Ages ago, at my first-year law school orientation, my classmates were told "If you only know the law, then you do not know the law at all." I took the words to heart as I made my way through law school, through law practice and, now, into law teaching. The Cosmopolitan Lawyer lists readings, many non-law, which are influencing my thinking about law. It is my effort to be, and to encourage others to be, more cosmopolitan--and, thus, less parochial--in thinking about law.
October 30, 2011
BOOK OF THE WEEK: WEEK FORTY-FOUR, 2011
David W. Blight, American Oracle: The Civil War in the Civil Rights Era (Cambridge, Massachusetts, & London, England, 2011) ("A tragic sense of history rejects facile, 'optimistic' conceptions of the past.
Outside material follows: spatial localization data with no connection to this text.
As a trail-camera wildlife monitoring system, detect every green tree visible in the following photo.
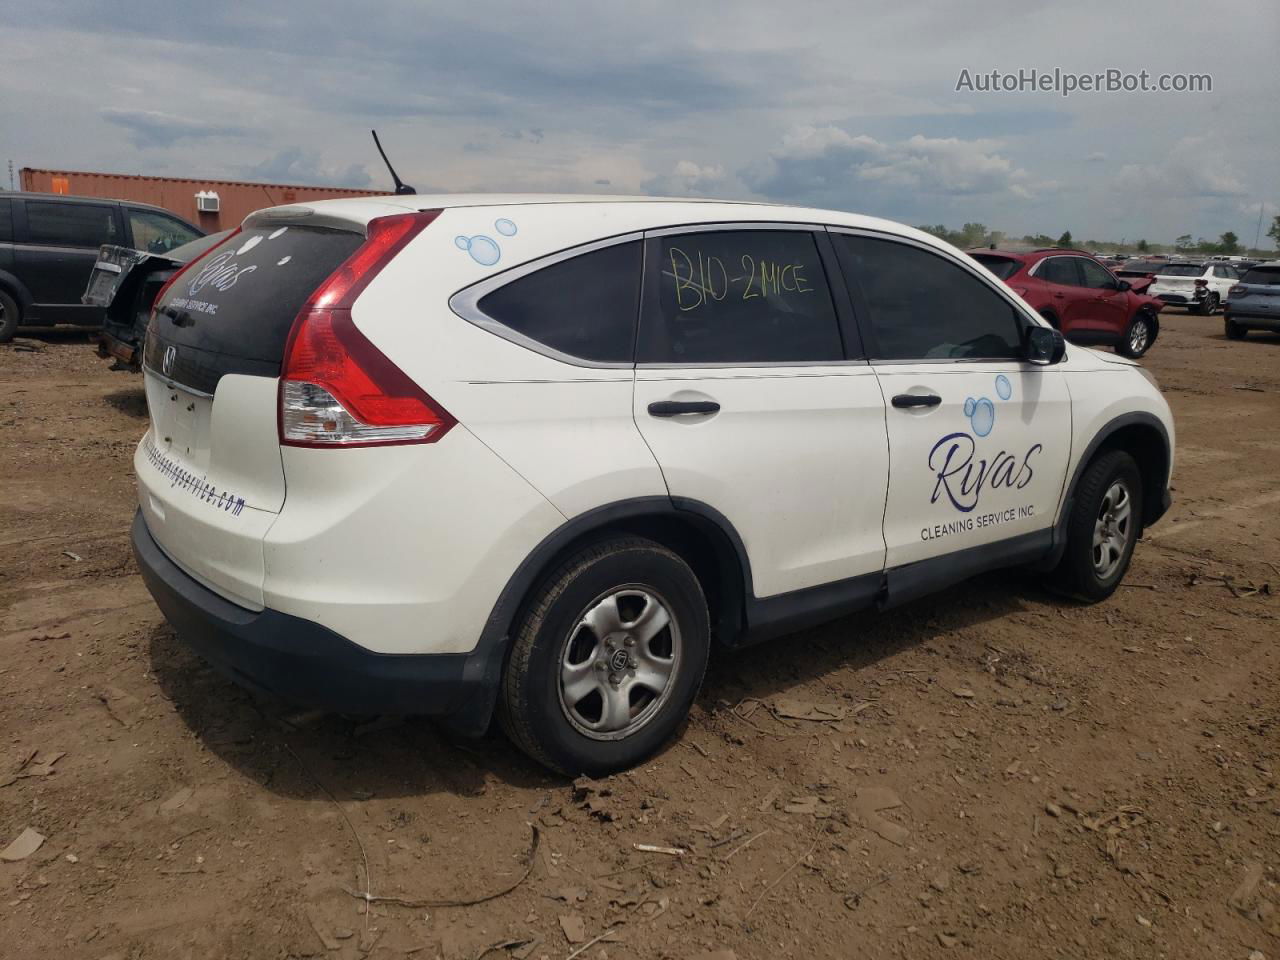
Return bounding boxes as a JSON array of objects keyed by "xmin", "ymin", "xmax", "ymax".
[
  {"xmin": 1136, "ymin": 239, "xmax": 1149, "ymax": 253},
  {"xmin": 1174, "ymin": 234, "xmax": 1193, "ymax": 252},
  {"xmin": 1056, "ymin": 231, "xmax": 1073, "ymax": 248},
  {"xmin": 1267, "ymin": 215, "xmax": 1280, "ymax": 250},
  {"xmin": 1024, "ymin": 233, "xmax": 1055, "ymax": 247},
  {"xmin": 1218, "ymin": 232, "xmax": 1239, "ymax": 255}
]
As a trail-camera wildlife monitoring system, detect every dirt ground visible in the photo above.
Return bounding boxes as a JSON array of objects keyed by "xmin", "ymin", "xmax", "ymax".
[{"xmin": 1, "ymin": 311, "xmax": 1277, "ymax": 960}]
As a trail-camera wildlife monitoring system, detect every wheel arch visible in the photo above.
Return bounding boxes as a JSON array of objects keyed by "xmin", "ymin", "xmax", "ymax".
[
  {"xmin": 461, "ymin": 497, "xmax": 750, "ymax": 728},
  {"xmin": 0, "ymin": 269, "xmax": 32, "ymax": 315},
  {"xmin": 1062, "ymin": 413, "xmax": 1171, "ymax": 531}
]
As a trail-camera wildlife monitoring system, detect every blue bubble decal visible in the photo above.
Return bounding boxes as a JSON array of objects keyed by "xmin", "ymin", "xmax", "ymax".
[
  {"xmin": 963, "ymin": 397, "xmax": 976, "ymax": 418},
  {"xmin": 962, "ymin": 396, "xmax": 993, "ymax": 437},
  {"xmin": 995, "ymin": 374, "xmax": 1012, "ymax": 401},
  {"xmin": 495, "ymin": 218, "xmax": 517, "ymax": 237},
  {"xmin": 455, "ymin": 234, "xmax": 501, "ymax": 266}
]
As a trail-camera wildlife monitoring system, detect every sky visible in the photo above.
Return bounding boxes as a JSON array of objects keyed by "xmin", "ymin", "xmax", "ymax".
[{"xmin": 1, "ymin": 0, "xmax": 1276, "ymax": 247}]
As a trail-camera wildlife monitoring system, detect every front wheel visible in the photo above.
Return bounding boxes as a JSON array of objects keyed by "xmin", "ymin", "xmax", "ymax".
[
  {"xmin": 1049, "ymin": 450, "xmax": 1144, "ymax": 602},
  {"xmin": 499, "ymin": 537, "xmax": 709, "ymax": 776},
  {"xmin": 1224, "ymin": 317, "xmax": 1247, "ymax": 340},
  {"xmin": 1117, "ymin": 312, "xmax": 1154, "ymax": 358}
]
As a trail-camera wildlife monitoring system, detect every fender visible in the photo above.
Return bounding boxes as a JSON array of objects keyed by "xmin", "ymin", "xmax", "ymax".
[
  {"xmin": 1038, "ymin": 411, "xmax": 1172, "ymax": 570},
  {"xmin": 453, "ymin": 496, "xmax": 751, "ymax": 734}
]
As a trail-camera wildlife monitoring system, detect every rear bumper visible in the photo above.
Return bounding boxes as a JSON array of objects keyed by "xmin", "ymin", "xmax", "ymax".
[
  {"xmin": 95, "ymin": 330, "xmax": 140, "ymax": 367},
  {"xmin": 131, "ymin": 510, "xmax": 499, "ymax": 730},
  {"xmin": 1226, "ymin": 311, "xmax": 1280, "ymax": 329},
  {"xmin": 1154, "ymin": 291, "xmax": 1202, "ymax": 305}
]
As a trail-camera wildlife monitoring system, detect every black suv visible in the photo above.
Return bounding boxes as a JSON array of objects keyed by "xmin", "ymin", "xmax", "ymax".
[{"xmin": 0, "ymin": 192, "xmax": 203, "ymax": 342}]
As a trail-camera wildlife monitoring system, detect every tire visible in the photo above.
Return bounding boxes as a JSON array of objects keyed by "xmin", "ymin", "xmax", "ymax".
[
  {"xmin": 0, "ymin": 289, "xmax": 19, "ymax": 344},
  {"xmin": 1117, "ymin": 312, "xmax": 1155, "ymax": 358},
  {"xmin": 499, "ymin": 537, "xmax": 709, "ymax": 776},
  {"xmin": 1049, "ymin": 450, "xmax": 1144, "ymax": 602},
  {"xmin": 1197, "ymin": 293, "xmax": 1219, "ymax": 316},
  {"xmin": 1224, "ymin": 317, "xmax": 1247, "ymax": 340}
]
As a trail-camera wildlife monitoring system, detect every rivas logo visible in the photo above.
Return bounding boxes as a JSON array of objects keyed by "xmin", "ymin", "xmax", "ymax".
[{"xmin": 928, "ymin": 374, "xmax": 1043, "ymax": 514}]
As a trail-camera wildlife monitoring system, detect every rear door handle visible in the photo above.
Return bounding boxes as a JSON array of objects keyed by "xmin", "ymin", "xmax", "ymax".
[
  {"xmin": 891, "ymin": 393, "xmax": 942, "ymax": 409},
  {"xmin": 647, "ymin": 400, "xmax": 720, "ymax": 417}
]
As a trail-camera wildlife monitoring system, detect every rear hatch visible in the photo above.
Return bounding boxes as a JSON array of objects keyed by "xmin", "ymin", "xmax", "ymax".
[
  {"xmin": 1231, "ymin": 265, "xmax": 1280, "ymax": 314},
  {"xmin": 1151, "ymin": 264, "xmax": 1203, "ymax": 294},
  {"xmin": 137, "ymin": 215, "xmax": 365, "ymax": 606}
]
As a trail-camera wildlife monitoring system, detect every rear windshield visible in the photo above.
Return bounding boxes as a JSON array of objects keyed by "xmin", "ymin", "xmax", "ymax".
[
  {"xmin": 1158, "ymin": 264, "xmax": 1205, "ymax": 277},
  {"xmin": 1241, "ymin": 266, "xmax": 1280, "ymax": 285},
  {"xmin": 969, "ymin": 254, "xmax": 1022, "ymax": 280},
  {"xmin": 146, "ymin": 224, "xmax": 363, "ymax": 392}
]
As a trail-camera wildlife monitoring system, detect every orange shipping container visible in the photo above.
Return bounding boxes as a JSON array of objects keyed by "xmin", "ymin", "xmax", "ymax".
[{"xmin": 19, "ymin": 168, "xmax": 385, "ymax": 233}]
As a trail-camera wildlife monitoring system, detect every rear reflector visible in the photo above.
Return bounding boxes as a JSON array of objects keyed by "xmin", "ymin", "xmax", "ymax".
[{"xmin": 279, "ymin": 210, "xmax": 454, "ymax": 448}]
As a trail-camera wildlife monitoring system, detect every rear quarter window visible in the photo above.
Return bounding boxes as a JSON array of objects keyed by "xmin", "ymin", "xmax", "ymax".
[
  {"xmin": 472, "ymin": 240, "xmax": 642, "ymax": 363},
  {"xmin": 970, "ymin": 255, "xmax": 1022, "ymax": 280}
]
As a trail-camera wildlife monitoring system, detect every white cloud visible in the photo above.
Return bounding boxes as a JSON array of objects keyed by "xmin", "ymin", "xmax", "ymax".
[
  {"xmin": 641, "ymin": 160, "xmax": 730, "ymax": 197},
  {"xmin": 742, "ymin": 126, "xmax": 1058, "ymax": 205},
  {"xmin": 1115, "ymin": 137, "xmax": 1248, "ymax": 200}
]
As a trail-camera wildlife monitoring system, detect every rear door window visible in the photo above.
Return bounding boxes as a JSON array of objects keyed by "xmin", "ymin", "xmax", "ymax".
[
  {"xmin": 25, "ymin": 200, "xmax": 120, "ymax": 247},
  {"xmin": 147, "ymin": 224, "xmax": 363, "ymax": 392},
  {"xmin": 836, "ymin": 233, "xmax": 1023, "ymax": 361},
  {"xmin": 1038, "ymin": 257, "xmax": 1081, "ymax": 286},
  {"xmin": 1078, "ymin": 258, "xmax": 1118, "ymax": 289},
  {"xmin": 639, "ymin": 229, "xmax": 843, "ymax": 364},
  {"xmin": 474, "ymin": 240, "xmax": 641, "ymax": 363}
]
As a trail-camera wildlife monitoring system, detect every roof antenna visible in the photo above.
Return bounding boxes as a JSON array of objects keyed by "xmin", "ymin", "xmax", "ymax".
[{"xmin": 371, "ymin": 129, "xmax": 415, "ymax": 195}]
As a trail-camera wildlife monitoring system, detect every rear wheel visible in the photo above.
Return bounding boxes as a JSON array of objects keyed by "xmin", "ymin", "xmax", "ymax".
[
  {"xmin": 1197, "ymin": 293, "xmax": 1219, "ymax": 316},
  {"xmin": 1117, "ymin": 312, "xmax": 1154, "ymax": 358},
  {"xmin": 0, "ymin": 289, "xmax": 19, "ymax": 343},
  {"xmin": 499, "ymin": 537, "xmax": 709, "ymax": 775},
  {"xmin": 1049, "ymin": 450, "xmax": 1144, "ymax": 602},
  {"xmin": 1224, "ymin": 317, "xmax": 1247, "ymax": 340}
]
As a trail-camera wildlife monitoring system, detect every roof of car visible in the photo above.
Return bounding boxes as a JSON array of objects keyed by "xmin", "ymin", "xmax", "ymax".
[{"xmin": 1, "ymin": 190, "xmax": 190, "ymax": 219}]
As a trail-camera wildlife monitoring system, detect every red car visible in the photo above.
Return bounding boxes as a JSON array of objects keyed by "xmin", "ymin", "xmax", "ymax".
[{"xmin": 968, "ymin": 248, "xmax": 1165, "ymax": 358}]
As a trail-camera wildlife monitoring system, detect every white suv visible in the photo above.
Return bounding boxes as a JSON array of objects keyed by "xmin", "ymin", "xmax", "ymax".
[
  {"xmin": 1148, "ymin": 260, "xmax": 1238, "ymax": 315},
  {"xmin": 131, "ymin": 196, "xmax": 1174, "ymax": 774}
]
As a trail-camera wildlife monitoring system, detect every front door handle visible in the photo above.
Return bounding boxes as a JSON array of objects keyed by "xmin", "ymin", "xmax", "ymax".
[
  {"xmin": 891, "ymin": 393, "xmax": 942, "ymax": 409},
  {"xmin": 647, "ymin": 400, "xmax": 720, "ymax": 417}
]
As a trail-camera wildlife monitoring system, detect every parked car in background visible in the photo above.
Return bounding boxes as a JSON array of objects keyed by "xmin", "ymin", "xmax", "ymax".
[
  {"xmin": 129, "ymin": 196, "xmax": 1173, "ymax": 774},
  {"xmin": 968, "ymin": 248, "xmax": 1164, "ymax": 357},
  {"xmin": 1224, "ymin": 261, "xmax": 1280, "ymax": 339},
  {"xmin": 85, "ymin": 231, "xmax": 230, "ymax": 369},
  {"xmin": 1113, "ymin": 259, "xmax": 1163, "ymax": 294},
  {"xmin": 1148, "ymin": 261, "xmax": 1238, "ymax": 315},
  {"xmin": 0, "ymin": 192, "xmax": 203, "ymax": 342}
]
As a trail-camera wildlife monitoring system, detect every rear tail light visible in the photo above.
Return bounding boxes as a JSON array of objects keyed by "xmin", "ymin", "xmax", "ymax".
[
  {"xmin": 279, "ymin": 210, "xmax": 454, "ymax": 448},
  {"xmin": 1228, "ymin": 284, "xmax": 1245, "ymax": 298},
  {"xmin": 1194, "ymin": 278, "xmax": 1208, "ymax": 287}
]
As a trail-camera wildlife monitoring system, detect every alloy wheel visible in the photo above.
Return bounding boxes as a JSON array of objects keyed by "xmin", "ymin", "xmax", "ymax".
[
  {"xmin": 1092, "ymin": 480, "xmax": 1133, "ymax": 579},
  {"xmin": 557, "ymin": 587, "xmax": 681, "ymax": 741}
]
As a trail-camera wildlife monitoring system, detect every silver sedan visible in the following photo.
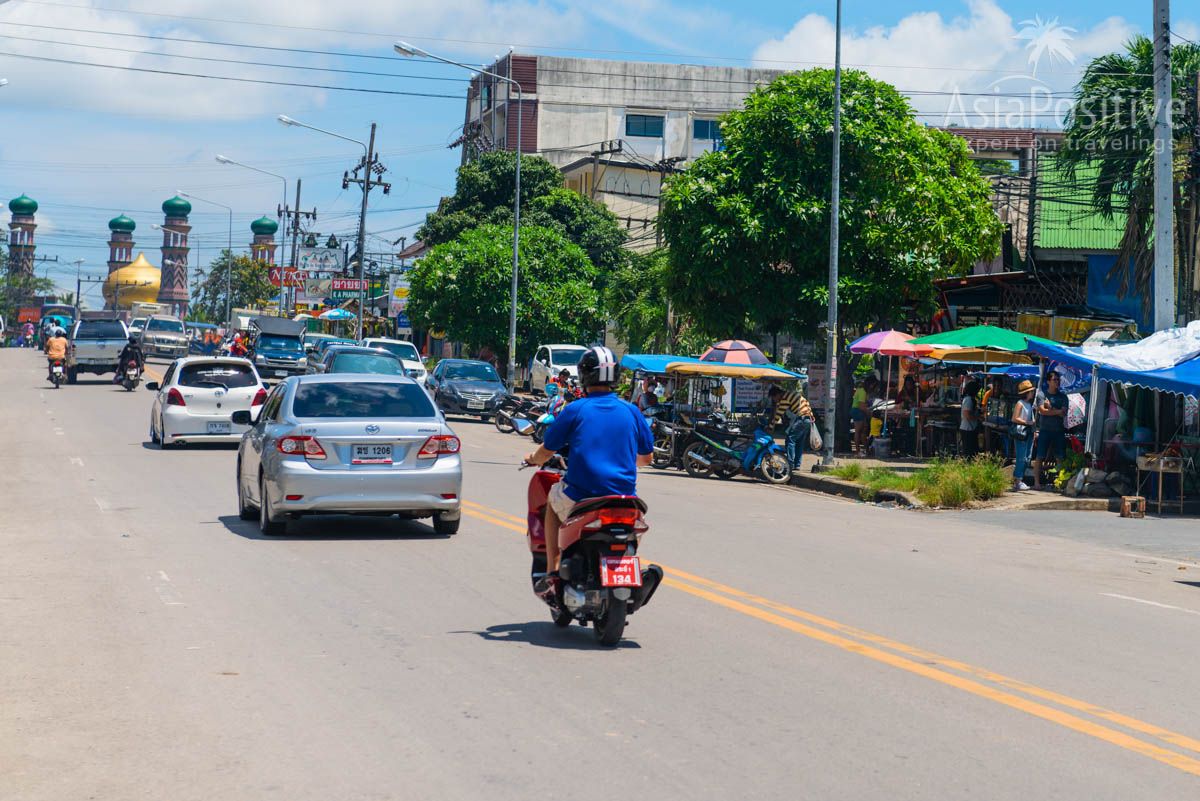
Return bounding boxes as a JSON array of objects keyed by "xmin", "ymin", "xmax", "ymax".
[{"xmin": 234, "ymin": 374, "xmax": 462, "ymax": 536}]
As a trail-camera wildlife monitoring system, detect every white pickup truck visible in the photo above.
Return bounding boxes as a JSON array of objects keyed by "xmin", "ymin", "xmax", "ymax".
[{"xmin": 68, "ymin": 319, "xmax": 129, "ymax": 383}]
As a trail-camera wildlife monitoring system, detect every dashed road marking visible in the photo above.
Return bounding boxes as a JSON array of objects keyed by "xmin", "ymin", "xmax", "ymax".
[
  {"xmin": 93, "ymin": 497, "xmax": 108, "ymax": 512},
  {"xmin": 69, "ymin": 457, "xmax": 84, "ymax": 467},
  {"xmin": 1102, "ymin": 592, "xmax": 1200, "ymax": 617}
]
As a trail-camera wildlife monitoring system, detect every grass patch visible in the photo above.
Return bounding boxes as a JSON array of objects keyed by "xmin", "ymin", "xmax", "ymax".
[{"xmin": 829, "ymin": 456, "xmax": 1008, "ymax": 508}]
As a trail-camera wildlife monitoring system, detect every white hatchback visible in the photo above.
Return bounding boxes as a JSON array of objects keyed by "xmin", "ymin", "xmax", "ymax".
[
  {"xmin": 361, "ymin": 338, "xmax": 427, "ymax": 383},
  {"xmin": 148, "ymin": 357, "xmax": 267, "ymax": 447}
]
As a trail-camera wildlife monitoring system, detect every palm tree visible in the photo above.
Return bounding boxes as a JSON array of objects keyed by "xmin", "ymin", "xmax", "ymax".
[{"xmin": 1060, "ymin": 36, "xmax": 1200, "ymax": 319}]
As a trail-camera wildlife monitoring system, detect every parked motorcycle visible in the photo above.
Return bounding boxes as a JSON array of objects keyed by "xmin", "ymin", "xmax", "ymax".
[
  {"xmin": 519, "ymin": 444, "xmax": 663, "ymax": 646},
  {"xmin": 49, "ymin": 358, "xmax": 65, "ymax": 389},
  {"xmin": 652, "ymin": 411, "xmax": 732, "ymax": 471},
  {"xmin": 683, "ymin": 416, "xmax": 791, "ymax": 484},
  {"xmin": 494, "ymin": 394, "xmax": 544, "ymax": 434}
]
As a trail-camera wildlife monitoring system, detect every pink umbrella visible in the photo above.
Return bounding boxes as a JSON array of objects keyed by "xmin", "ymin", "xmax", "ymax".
[{"xmin": 847, "ymin": 331, "xmax": 933, "ymax": 440}]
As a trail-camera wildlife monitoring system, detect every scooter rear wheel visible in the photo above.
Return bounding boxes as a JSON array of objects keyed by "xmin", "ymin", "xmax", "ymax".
[
  {"xmin": 494, "ymin": 412, "xmax": 515, "ymax": 434},
  {"xmin": 683, "ymin": 442, "xmax": 713, "ymax": 479},
  {"xmin": 593, "ymin": 591, "xmax": 627, "ymax": 646}
]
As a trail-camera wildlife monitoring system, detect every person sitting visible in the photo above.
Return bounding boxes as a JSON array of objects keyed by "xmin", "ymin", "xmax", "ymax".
[
  {"xmin": 114, "ymin": 336, "xmax": 145, "ymax": 382},
  {"xmin": 43, "ymin": 327, "xmax": 68, "ymax": 381}
]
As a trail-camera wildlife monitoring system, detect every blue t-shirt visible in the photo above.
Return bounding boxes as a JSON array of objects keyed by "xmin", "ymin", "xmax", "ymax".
[{"xmin": 542, "ymin": 392, "xmax": 655, "ymax": 502}]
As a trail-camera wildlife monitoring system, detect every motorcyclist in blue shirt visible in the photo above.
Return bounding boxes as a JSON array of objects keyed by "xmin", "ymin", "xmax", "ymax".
[{"xmin": 525, "ymin": 346, "xmax": 654, "ymax": 582}]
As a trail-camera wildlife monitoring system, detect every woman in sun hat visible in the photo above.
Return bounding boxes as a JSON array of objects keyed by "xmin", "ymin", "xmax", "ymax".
[{"xmin": 1010, "ymin": 380, "xmax": 1037, "ymax": 491}]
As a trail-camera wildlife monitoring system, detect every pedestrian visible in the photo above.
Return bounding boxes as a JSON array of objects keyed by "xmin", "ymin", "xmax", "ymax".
[
  {"xmin": 768, "ymin": 384, "xmax": 814, "ymax": 473},
  {"xmin": 1032, "ymin": 371, "xmax": 1068, "ymax": 489},
  {"xmin": 1010, "ymin": 380, "xmax": 1036, "ymax": 491},
  {"xmin": 851, "ymin": 376, "xmax": 872, "ymax": 456},
  {"xmin": 959, "ymin": 379, "xmax": 980, "ymax": 458}
]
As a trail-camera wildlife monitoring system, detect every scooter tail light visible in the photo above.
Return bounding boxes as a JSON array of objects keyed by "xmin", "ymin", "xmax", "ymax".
[
  {"xmin": 598, "ymin": 508, "xmax": 639, "ymax": 527},
  {"xmin": 418, "ymin": 435, "xmax": 461, "ymax": 459},
  {"xmin": 166, "ymin": 387, "xmax": 186, "ymax": 406},
  {"xmin": 277, "ymin": 435, "xmax": 326, "ymax": 459},
  {"xmin": 251, "ymin": 387, "xmax": 268, "ymax": 406}
]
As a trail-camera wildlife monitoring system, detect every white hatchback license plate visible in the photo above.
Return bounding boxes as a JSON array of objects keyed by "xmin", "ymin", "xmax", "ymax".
[
  {"xmin": 353, "ymin": 443, "xmax": 393, "ymax": 464},
  {"xmin": 207, "ymin": 421, "xmax": 231, "ymax": 434},
  {"xmin": 274, "ymin": 370, "xmax": 288, "ymax": 377},
  {"xmin": 466, "ymin": 399, "xmax": 485, "ymax": 410}
]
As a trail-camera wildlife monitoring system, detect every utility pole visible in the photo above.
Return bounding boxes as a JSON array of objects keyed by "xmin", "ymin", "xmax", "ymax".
[
  {"xmin": 590, "ymin": 139, "xmax": 623, "ymax": 199},
  {"xmin": 78, "ymin": 274, "xmax": 106, "ymax": 311},
  {"xmin": 822, "ymin": 0, "xmax": 843, "ymax": 466},
  {"xmin": 1152, "ymin": 0, "xmax": 1175, "ymax": 330},
  {"xmin": 72, "ymin": 259, "xmax": 85, "ymax": 310},
  {"xmin": 343, "ymin": 123, "xmax": 390, "ymax": 340},
  {"xmin": 278, "ymin": 179, "xmax": 316, "ymax": 317}
]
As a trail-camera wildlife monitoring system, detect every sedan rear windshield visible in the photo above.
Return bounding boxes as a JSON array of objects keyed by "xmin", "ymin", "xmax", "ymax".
[
  {"xmin": 179, "ymin": 362, "xmax": 259, "ymax": 389},
  {"xmin": 146, "ymin": 318, "xmax": 184, "ymax": 332},
  {"xmin": 330, "ymin": 353, "xmax": 404, "ymax": 375},
  {"xmin": 74, "ymin": 321, "xmax": 126, "ymax": 339},
  {"xmin": 293, "ymin": 382, "xmax": 435, "ymax": 418}
]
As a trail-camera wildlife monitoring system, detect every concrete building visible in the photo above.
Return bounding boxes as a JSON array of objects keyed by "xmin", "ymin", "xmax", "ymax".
[
  {"xmin": 462, "ymin": 54, "xmax": 783, "ymax": 250},
  {"xmin": 157, "ymin": 195, "xmax": 192, "ymax": 317},
  {"xmin": 106, "ymin": 214, "xmax": 136, "ymax": 275},
  {"xmin": 7, "ymin": 194, "xmax": 38, "ymax": 280}
]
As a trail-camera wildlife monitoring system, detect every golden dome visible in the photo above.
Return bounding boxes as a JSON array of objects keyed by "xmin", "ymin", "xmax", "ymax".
[{"xmin": 103, "ymin": 252, "xmax": 162, "ymax": 309}]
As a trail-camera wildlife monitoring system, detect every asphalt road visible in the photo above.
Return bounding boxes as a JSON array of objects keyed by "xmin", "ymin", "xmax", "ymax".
[{"xmin": 5, "ymin": 348, "xmax": 1200, "ymax": 800}]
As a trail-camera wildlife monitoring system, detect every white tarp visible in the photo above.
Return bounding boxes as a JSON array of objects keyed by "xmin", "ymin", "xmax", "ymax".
[{"xmin": 1080, "ymin": 320, "xmax": 1200, "ymax": 371}]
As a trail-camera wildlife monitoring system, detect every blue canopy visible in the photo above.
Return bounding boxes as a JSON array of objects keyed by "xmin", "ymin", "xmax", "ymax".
[
  {"xmin": 621, "ymin": 353, "xmax": 704, "ymax": 374},
  {"xmin": 982, "ymin": 364, "xmax": 1039, "ymax": 378},
  {"xmin": 1026, "ymin": 338, "xmax": 1200, "ymax": 398}
]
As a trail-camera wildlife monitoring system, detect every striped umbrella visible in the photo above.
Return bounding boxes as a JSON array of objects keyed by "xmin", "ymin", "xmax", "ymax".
[{"xmin": 700, "ymin": 340, "xmax": 769, "ymax": 365}]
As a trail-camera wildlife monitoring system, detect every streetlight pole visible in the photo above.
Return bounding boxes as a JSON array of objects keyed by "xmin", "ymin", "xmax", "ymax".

It respects the power of the dark and evil side of human nature, as well as the capacities of the institutions humans create, to exploit and destroy in the name of ideology, nation, or religion. . . . A tragic view of history is not hopeless or merely 'pessimistic,' but rather what one might call informed, prepared, or chastened. A sense of tragedy can keep us suspicious of theories or revolutionary change or of stable progress. The tragic mode of seeing and writing the past does not mean that the engine of history is to be found solely in the darkest recesses of human nature, in man's capacity for evil. People are the engines of history, and sometimes very specific people and nations are explicitly to blame for crimes against humanity. The tragic mode, though, helps us to temper our rigid theories of history, conditions us for history's shocking surprises, and reminds us that each day when the sun rises again in the human story, the night will come. A sense of tragedy makes real hope possible." "The idea of tragedy and the idea of progress are both essential for the achievement of knowledge from experience, but they are largely antithetical." Id. at 24-25. Wonderful, insightful essays on Robert Penn Warren, Bruce Catton, Edmund Wilson, and James Baldwin. By the 1960s, Baldwin and other writers who tried to provide the country with an alternative story to the mainstream impulses of the Civil War Centennial were surrounded by an emerging and vibrant scholarship that would, with the decade, begin to revolutionize American and African American history. . . . But popular memory always lags for behind scholarship, and all revolutions can be turned around--as the new historiography of Reconstruction poignantly demonstrated, and as out political culture in the early twenty-first century reminds us, elections after election." Id. at 248.).